Mr Verhofstadt Tweeed am image of Mr Cummings leaving No.10 Downing Street with a box of his packed up office items in hand.
“Unrealistic bureaucrats. Unrealistic ideologues… There’s so much irony to the Cummings story. But one thing’s for sure… the legacy called Brexit is damage that unfortunately will not be undone for years,” Mr Verhofstadt opined.
Unelected bureaucrats. Unrealistic ideologues...— Guy Verhofstadt (@guyverhofstadt) November 13, 2020
There's so much irony to the Cummings story.
But one thing's for sure... the legacy called Brexit is damage that unfortunately will not be undone for years... pic.twitter.com/pIb8fE2Dk3
Yet, Mr Verhofstadt was not the only senior EU official to gloat at Cummings’ shock dismissal by BoJo.
Senior German MEP Manfred Weber, reportedly close to German Chancellor Angela Merkel, claimed to BBC Radio 4’s Today Programme that Mr Cummings’ departure was a sign that the Johnson administration is in a “chaotic situation.”
“There are fair questions we are asking. If you want to change in the future, with your background of sovereignty, your subsidies, regulations, then we must have an option an opportunity to react to stop to limit your access to our market,” Mr Weber said.
“I see what is happening now in Downing Street. We can also see this as a quite chaotic situation where we don't have an idea what is really the line in Great Britain. So don't tell us [the EU] we should be ready for compromise. We need a clear idea from Boris Johnson now and I think it's now time for leadership – having all the developments in America in mind where London understood it will be not so easy with Joe Biden to achieve an easy trade deal now … let’s now come to a compromise,” he added.
Mr Cummings, previously one of Johnson’s closest allies on Brexit, has reportedly had increasingly strained relations with the Prime Minister over the past few months. Former Brexit Secretary, David Davis, is reported to have said that Cummings’ relationship with BoJo “fell off a cliff” in recent weeks.
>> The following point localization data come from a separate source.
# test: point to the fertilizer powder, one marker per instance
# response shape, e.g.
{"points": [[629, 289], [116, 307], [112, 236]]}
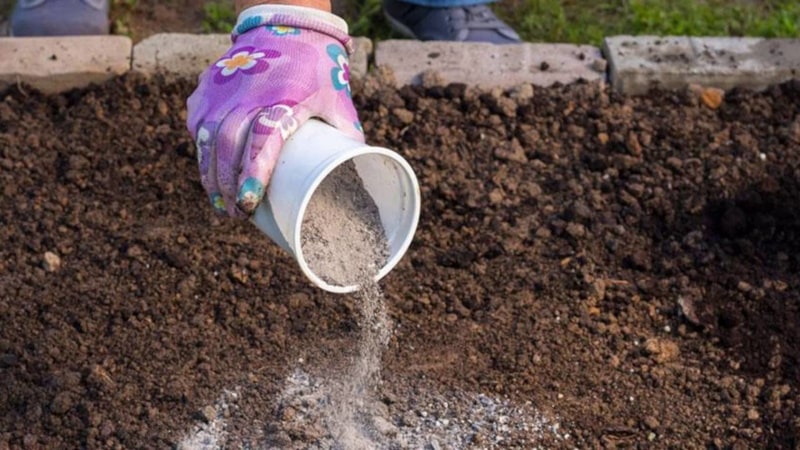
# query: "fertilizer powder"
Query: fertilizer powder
{"points": [[344, 243]]}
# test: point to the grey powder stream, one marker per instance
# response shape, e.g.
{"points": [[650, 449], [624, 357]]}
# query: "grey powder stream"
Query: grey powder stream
{"points": [[344, 243]]}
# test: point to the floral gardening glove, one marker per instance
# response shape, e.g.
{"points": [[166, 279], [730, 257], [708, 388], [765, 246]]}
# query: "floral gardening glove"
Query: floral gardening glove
{"points": [[287, 64]]}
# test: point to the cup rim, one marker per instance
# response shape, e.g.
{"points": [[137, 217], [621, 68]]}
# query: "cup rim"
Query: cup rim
{"points": [[393, 260]]}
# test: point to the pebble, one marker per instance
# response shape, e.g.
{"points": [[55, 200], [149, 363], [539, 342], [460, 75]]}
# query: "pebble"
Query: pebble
{"points": [[662, 350], [209, 413], [384, 427], [52, 262]]}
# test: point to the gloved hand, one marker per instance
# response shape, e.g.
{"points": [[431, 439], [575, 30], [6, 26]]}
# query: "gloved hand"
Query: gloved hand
{"points": [[287, 64]]}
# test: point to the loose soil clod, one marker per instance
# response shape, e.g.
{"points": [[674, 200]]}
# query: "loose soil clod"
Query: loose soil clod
{"points": [[598, 280]]}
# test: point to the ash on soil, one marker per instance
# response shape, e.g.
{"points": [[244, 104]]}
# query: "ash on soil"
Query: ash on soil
{"points": [[628, 266]]}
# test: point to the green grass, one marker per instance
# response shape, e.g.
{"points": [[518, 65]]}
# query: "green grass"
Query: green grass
{"points": [[219, 17], [588, 21]]}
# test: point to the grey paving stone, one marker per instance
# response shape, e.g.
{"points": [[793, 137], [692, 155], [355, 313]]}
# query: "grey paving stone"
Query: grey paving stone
{"points": [[489, 65], [178, 54], [56, 64], [187, 55], [637, 63]]}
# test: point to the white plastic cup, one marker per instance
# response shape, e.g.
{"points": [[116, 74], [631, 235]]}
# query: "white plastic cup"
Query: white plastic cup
{"points": [[310, 155]]}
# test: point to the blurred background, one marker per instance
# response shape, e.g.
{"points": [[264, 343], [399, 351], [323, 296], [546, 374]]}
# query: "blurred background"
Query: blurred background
{"points": [[573, 21]]}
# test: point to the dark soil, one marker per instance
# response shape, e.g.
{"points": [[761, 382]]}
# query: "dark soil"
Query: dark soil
{"points": [[626, 266]]}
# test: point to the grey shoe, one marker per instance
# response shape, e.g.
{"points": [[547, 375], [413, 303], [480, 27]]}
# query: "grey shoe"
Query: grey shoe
{"points": [[475, 23], [59, 17]]}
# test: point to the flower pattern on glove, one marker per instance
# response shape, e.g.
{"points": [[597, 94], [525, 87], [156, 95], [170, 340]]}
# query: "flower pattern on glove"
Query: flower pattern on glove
{"points": [[340, 74], [246, 60]]}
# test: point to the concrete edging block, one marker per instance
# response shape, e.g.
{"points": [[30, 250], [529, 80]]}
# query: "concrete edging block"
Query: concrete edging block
{"points": [[637, 63], [490, 66], [57, 64], [178, 54]]}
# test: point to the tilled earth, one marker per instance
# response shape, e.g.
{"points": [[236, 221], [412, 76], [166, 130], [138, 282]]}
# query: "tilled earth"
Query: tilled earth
{"points": [[590, 271]]}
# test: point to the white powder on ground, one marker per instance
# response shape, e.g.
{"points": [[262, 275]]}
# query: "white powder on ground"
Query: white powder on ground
{"points": [[344, 243]]}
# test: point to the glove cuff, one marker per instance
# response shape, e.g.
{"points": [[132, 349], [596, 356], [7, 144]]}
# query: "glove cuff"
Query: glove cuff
{"points": [[293, 17]]}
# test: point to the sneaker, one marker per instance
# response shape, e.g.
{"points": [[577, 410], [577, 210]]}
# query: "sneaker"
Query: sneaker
{"points": [[474, 23], [59, 17]]}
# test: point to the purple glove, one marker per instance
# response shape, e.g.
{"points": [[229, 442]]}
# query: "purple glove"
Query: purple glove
{"points": [[287, 64]]}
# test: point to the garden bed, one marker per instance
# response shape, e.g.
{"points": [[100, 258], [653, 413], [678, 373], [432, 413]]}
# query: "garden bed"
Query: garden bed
{"points": [[589, 271]]}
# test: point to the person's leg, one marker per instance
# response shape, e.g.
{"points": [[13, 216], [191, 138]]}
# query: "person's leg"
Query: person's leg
{"points": [[448, 20], [59, 17]]}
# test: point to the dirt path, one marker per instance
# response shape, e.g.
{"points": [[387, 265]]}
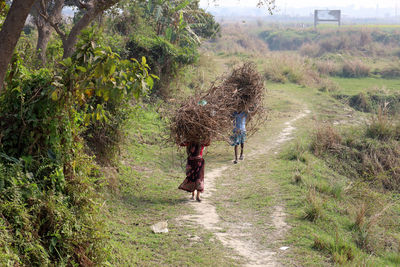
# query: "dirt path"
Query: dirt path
{"points": [[233, 235]]}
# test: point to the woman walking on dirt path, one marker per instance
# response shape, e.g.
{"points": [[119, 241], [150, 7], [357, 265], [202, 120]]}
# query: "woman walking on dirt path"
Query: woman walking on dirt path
{"points": [[194, 169], [239, 134]]}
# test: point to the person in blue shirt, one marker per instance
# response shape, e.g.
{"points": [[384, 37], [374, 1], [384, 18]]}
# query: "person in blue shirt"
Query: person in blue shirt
{"points": [[239, 133]]}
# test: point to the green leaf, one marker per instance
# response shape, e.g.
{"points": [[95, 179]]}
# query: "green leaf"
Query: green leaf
{"points": [[54, 95], [150, 82], [80, 68]]}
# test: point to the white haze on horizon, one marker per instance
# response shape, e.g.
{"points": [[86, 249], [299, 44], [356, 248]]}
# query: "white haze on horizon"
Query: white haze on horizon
{"points": [[306, 3]]}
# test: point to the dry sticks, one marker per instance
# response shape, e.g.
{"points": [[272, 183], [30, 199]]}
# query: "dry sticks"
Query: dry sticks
{"points": [[208, 117]]}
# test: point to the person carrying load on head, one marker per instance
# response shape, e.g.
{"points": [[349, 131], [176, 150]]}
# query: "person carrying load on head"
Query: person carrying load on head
{"points": [[194, 169], [239, 134]]}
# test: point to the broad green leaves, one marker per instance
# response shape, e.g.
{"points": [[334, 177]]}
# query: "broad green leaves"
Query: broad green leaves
{"points": [[95, 75]]}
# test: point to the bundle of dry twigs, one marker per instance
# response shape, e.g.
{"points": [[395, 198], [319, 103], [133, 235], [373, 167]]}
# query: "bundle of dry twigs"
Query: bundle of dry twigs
{"points": [[208, 117]]}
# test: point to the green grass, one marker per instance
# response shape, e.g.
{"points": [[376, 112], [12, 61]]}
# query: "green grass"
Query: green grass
{"points": [[145, 192], [352, 86]]}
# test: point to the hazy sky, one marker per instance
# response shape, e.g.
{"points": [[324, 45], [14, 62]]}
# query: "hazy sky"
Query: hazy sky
{"points": [[308, 3]]}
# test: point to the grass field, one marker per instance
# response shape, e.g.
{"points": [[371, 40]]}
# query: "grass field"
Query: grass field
{"points": [[333, 217], [352, 86]]}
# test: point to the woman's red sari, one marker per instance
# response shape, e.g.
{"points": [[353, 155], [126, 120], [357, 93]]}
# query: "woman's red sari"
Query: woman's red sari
{"points": [[194, 168]]}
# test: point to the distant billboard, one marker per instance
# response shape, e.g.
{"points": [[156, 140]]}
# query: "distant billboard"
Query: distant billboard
{"points": [[327, 15]]}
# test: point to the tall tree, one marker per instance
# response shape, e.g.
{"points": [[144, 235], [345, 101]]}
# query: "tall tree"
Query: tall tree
{"points": [[11, 31], [91, 9], [53, 10]]}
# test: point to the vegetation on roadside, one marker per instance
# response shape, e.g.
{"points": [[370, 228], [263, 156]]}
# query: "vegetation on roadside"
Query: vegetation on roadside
{"points": [[62, 125]]}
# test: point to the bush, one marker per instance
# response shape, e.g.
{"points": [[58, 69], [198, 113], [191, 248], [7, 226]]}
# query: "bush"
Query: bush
{"points": [[314, 207], [355, 69], [371, 154], [341, 251], [325, 139], [164, 58]]}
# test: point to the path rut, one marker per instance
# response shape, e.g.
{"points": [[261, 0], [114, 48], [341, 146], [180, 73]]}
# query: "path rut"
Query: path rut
{"points": [[232, 235]]}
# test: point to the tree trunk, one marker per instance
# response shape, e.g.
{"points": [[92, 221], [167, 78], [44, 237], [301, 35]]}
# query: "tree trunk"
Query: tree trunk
{"points": [[11, 32], [44, 34], [44, 17]]}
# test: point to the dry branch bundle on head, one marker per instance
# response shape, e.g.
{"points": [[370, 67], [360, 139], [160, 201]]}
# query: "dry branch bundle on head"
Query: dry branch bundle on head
{"points": [[199, 123], [208, 117]]}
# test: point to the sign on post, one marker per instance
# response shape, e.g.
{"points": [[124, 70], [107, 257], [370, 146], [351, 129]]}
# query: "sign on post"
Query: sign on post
{"points": [[327, 15]]}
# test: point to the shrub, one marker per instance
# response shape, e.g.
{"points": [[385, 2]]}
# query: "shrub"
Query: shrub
{"points": [[340, 250], [283, 68], [355, 69], [328, 67], [325, 139], [390, 72], [327, 85], [372, 153], [314, 208]]}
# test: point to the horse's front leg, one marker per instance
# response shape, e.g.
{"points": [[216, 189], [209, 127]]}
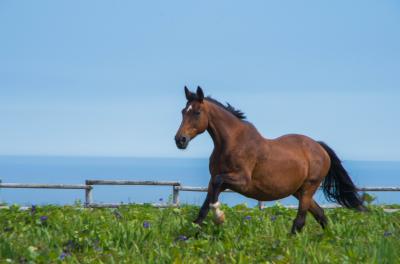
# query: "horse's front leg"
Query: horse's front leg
{"points": [[205, 208], [218, 185]]}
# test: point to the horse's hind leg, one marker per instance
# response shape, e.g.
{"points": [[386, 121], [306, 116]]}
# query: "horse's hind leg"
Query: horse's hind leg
{"points": [[304, 205], [316, 211], [318, 214]]}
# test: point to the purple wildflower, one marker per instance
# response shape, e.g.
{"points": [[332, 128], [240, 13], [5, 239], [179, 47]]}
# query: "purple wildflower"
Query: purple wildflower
{"points": [[182, 238], [387, 233], [146, 224], [63, 256], [117, 214]]}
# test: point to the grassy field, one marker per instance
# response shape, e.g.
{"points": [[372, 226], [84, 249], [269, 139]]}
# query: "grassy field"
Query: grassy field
{"points": [[142, 234]]}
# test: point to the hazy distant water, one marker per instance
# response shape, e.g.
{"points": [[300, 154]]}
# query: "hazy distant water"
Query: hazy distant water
{"points": [[193, 172]]}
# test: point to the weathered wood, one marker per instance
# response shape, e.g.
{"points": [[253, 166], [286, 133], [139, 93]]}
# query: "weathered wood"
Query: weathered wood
{"points": [[116, 205], [44, 186], [124, 182], [196, 189], [175, 195]]}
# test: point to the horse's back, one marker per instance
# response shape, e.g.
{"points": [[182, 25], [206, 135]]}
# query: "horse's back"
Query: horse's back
{"points": [[285, 163]]}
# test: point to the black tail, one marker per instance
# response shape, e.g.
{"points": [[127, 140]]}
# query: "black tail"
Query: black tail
{"points": [[337, 185]]}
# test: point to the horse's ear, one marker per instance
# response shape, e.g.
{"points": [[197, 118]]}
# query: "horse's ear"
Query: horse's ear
{"points": [[187, 94], [199, 94]]}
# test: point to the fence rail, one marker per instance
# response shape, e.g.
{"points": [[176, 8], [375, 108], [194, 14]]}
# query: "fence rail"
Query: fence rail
{"points": [[176, 189]]}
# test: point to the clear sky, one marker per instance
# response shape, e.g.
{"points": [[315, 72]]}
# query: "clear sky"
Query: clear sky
{"points": [[106, 77]]}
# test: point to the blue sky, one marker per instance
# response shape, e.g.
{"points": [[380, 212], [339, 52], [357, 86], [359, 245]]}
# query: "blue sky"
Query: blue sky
{"points": [[106, 77]]}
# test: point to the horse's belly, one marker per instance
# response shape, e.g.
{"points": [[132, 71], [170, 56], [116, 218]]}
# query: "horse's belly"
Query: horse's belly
{"points": [[279, 180]]}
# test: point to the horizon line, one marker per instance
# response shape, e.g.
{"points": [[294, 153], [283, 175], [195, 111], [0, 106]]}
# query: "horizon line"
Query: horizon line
{"points": [[145, 157]]}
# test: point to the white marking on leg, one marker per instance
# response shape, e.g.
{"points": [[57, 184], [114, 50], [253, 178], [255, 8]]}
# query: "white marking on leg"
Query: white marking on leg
{"points": [[219, 215]]}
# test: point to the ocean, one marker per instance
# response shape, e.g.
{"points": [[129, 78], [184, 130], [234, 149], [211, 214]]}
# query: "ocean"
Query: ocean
{"points": [[191, 172]]}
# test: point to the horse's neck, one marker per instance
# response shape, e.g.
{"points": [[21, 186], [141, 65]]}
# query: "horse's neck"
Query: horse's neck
{"points": [[223, 127]]}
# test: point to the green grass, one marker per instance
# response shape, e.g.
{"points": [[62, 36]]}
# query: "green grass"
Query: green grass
{"points": [[143, 234]]}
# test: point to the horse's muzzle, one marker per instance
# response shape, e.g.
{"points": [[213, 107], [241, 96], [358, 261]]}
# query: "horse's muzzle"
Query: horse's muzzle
{"points": [[182, 141]]}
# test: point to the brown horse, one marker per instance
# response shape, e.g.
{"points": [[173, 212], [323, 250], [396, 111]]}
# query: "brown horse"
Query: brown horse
{"points": [[263, 169]]}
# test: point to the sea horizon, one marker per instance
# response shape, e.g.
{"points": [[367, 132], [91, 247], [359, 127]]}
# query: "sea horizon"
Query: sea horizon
{"points": [[189, 171]]}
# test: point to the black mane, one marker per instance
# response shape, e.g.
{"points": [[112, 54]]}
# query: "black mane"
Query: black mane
{"points": [[236, 112]]}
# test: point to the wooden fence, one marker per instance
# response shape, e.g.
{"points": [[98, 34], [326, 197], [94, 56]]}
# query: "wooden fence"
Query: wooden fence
{"points": [[176, 188]]}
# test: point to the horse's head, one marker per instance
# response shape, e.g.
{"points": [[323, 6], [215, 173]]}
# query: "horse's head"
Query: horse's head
{"points": [[194, 118]]}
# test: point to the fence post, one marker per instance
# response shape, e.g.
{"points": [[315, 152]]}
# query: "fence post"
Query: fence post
{"points": [[88, 194], [175, 195]]}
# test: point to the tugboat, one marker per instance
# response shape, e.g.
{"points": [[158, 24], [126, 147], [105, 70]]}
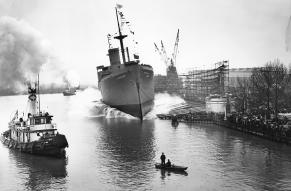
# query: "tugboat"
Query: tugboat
{"points": [[34, 133], [69, 92]]}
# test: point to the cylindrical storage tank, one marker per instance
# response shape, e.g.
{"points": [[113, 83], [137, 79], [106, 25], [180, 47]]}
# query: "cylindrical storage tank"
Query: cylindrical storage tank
{"points": [[114, 56]]}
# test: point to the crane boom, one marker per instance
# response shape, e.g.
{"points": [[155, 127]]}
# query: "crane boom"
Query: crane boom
{"points": [[175, 52], [162, 52]]}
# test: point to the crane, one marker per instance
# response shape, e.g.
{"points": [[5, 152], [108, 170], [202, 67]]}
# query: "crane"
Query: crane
{"points": [[162, 52]]}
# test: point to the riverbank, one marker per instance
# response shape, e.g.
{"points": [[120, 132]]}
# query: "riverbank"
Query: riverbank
{"points": [[279, 131]]}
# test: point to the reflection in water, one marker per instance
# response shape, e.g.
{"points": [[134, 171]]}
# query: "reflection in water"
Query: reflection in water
{"points": [[165, 173], [120, 153], [40, 172], [130, 151]]}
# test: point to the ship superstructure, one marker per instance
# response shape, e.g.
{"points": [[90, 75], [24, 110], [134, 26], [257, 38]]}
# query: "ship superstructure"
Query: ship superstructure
{"points": [[127, 85]]}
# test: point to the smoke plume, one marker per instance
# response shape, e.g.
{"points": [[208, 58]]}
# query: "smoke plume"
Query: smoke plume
{"points": [[23, 53]]}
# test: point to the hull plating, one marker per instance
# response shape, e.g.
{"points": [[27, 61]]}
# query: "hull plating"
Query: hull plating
{"points": [[129, 89]]}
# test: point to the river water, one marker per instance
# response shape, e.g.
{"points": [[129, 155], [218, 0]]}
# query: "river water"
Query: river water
{"points": [[109, 150]]}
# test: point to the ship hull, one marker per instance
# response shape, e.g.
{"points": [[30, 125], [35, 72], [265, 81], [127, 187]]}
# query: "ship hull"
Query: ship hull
{"points": [[54, 147], [128, 88]]}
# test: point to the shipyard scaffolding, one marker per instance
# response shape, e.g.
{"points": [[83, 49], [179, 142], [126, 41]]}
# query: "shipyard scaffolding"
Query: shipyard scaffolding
{"points": [[198, 84]]}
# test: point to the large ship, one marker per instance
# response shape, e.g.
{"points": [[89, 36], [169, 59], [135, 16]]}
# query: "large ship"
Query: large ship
{"points": [[127, 86], [34, 132]]}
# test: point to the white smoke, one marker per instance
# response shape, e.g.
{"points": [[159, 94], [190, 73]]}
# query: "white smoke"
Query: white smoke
{"points": [[288, 35], [23, 54], [72, 79]]}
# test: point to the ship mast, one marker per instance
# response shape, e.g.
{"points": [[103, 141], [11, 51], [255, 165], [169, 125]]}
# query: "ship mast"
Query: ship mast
{"points": [[38, 93], [120, 38]]}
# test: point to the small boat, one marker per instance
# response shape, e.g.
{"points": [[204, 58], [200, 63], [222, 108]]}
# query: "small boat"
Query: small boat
{"points": [[170, 168], [69, 92], [34, 132]]}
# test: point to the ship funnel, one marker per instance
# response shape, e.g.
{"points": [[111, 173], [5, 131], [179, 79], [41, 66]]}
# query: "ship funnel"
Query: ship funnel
{"points": [[113, 54]]}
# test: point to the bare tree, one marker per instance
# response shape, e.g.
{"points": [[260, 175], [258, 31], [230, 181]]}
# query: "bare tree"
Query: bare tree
{"points": [[269, 83], [242, 94]]}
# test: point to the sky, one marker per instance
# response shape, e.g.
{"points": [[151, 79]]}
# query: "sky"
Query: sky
{"points": [[248, 33]]}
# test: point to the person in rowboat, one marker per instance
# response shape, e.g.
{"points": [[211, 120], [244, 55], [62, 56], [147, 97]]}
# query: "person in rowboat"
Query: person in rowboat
{"points": [[163, 159], [168, 164]]}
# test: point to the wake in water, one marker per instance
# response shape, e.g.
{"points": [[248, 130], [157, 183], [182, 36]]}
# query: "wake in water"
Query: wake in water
{"points": [[164, 103], [83, 104]]}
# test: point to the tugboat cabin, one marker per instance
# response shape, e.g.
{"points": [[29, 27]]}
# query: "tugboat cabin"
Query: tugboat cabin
{"points": [[36, 127]]}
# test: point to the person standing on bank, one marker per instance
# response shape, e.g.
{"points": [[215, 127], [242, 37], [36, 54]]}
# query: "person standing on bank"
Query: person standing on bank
{"points": [[163, 159]]}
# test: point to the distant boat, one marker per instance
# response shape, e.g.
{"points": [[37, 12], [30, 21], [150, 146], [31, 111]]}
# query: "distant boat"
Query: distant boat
{"points": [[34, 133], [69, 92], [127, 86]]}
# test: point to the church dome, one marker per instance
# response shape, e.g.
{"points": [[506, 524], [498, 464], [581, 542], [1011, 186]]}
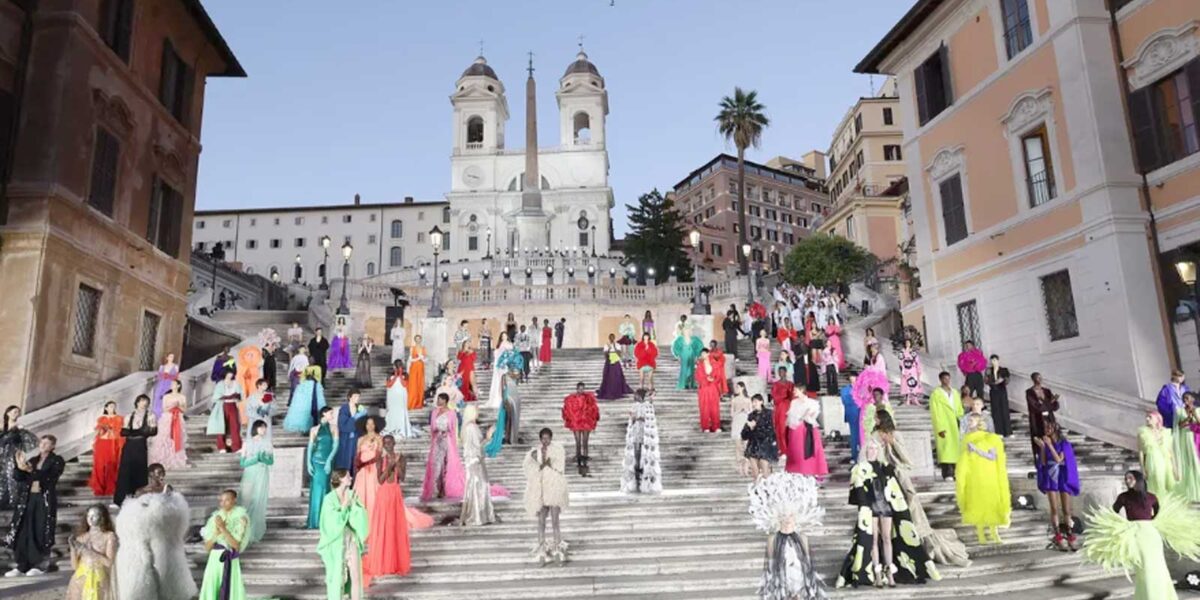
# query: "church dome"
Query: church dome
{"points": [[581, 65], [480, 69]]}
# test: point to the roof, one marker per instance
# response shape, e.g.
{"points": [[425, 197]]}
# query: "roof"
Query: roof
{"points": [[321, 208], [233, 69], [899, 33]]}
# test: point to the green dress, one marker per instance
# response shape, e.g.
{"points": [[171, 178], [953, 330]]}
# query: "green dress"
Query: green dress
{"points": [[256, 483], [687, 348], [1186, 454], [337, 522], [1157, 453], [238, 523]]}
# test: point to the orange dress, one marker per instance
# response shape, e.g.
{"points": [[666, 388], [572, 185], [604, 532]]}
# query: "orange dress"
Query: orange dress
{"points": [[106, 455], [415, 377]]}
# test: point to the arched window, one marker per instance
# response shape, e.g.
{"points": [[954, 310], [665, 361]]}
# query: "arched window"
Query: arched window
{"points": [[582, 123], [475, 131]]}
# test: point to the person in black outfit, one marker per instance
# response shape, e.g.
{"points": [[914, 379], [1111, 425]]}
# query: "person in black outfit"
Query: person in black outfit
{"points": [[139, 426], [34, 519], [318, 351]]}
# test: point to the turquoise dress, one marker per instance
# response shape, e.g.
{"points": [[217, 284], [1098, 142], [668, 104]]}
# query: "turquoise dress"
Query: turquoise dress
{"points": [[321, 465], [306, 405], [256, 481]]}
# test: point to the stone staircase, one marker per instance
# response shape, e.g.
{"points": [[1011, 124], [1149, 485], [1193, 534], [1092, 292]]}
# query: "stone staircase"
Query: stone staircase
{"points": [[694, 541]]}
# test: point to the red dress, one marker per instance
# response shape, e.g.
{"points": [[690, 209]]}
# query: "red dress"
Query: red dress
{"points": [[544, 351], [781, 395], [466, 370], [709, 395], [646, 354], [106, 455], [581, 412]]}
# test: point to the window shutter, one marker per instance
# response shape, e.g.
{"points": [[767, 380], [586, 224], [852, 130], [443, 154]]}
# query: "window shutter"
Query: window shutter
{"points": [[943, 59], [1145, 130]]}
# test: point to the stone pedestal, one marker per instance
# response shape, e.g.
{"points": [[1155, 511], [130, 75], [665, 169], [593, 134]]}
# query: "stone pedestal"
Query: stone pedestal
{"points": [[287, 473], [921, 451], [436, 337], [833, 415]]}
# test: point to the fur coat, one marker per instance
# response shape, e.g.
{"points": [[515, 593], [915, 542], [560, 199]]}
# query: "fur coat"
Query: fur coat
{"points": [[150, 559], [641, 451], [545, 486]]}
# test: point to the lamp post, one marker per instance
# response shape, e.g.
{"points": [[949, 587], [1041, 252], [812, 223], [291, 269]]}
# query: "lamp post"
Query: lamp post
{"points": [[694, 238], [745, 252], [324, 263], [436, 300], [1187, 270], [347, 250]]}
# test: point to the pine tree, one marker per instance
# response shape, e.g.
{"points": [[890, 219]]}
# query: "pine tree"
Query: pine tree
{"points": [[657, 239]]}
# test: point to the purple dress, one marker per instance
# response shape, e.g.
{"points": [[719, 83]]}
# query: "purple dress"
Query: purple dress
{"points": [[1061, 477], [161, 387], [340, 353]]}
Reportedly, the straw that broke the camel’s back was the discovery by BoJo that Cummings and his pro-Brexit loyalists had been referring to Carrie Symonds, the Prime Minister’s partner, as “Princess Nut Nuts.” Cummings and his allies were said to be growing frustrated with Ms. Symonds, who has allegedly been giving advice to the Prime Minister on Brexit strategy at odds with the staunchly-pro leave bloc, led by Cummings. Broader power struggles were also said to be taking place between those within the government who want a friendlier Brexit more amenable to better relations with the EU, and those who want a clean break, led by Mr. Cummings.
The BBC has reported that Boris Johnson is now ready to “clear the air and move on.”
Mr Cummings’ dismissal by Johnson follows hot on the heels of a resignation last week by Lee Cain, BoJo’s now former Director of Communications, also an ardent Brexiteer and very much seen as part of a no-holds-barred Brexit duo with Cummings.
Some argue that Johnson’s firing of Cummings signifies his intention to take a softer stance toward the EU during the remaining negotiations over a trade deal. There is widespread speculation in Britain that this is possibly being encouraged by the likelihood that Joe Biden, who is seen as pro-EU, will be inaugurated as US president in January and may not grant a favourable trade deal to the UK if it departs the bloc on bad terms.
Boris Johnson may assume a softer Brexit lest he risk crossing Joe Biden, who looks likely to be inaugurated as US president in January, and who is known as being pro-EU.
Leader of the Brexit Party, Nigel Farage, has said that Cummings’ dismissal is a go that a “Brexit sell-out” is on the horizon.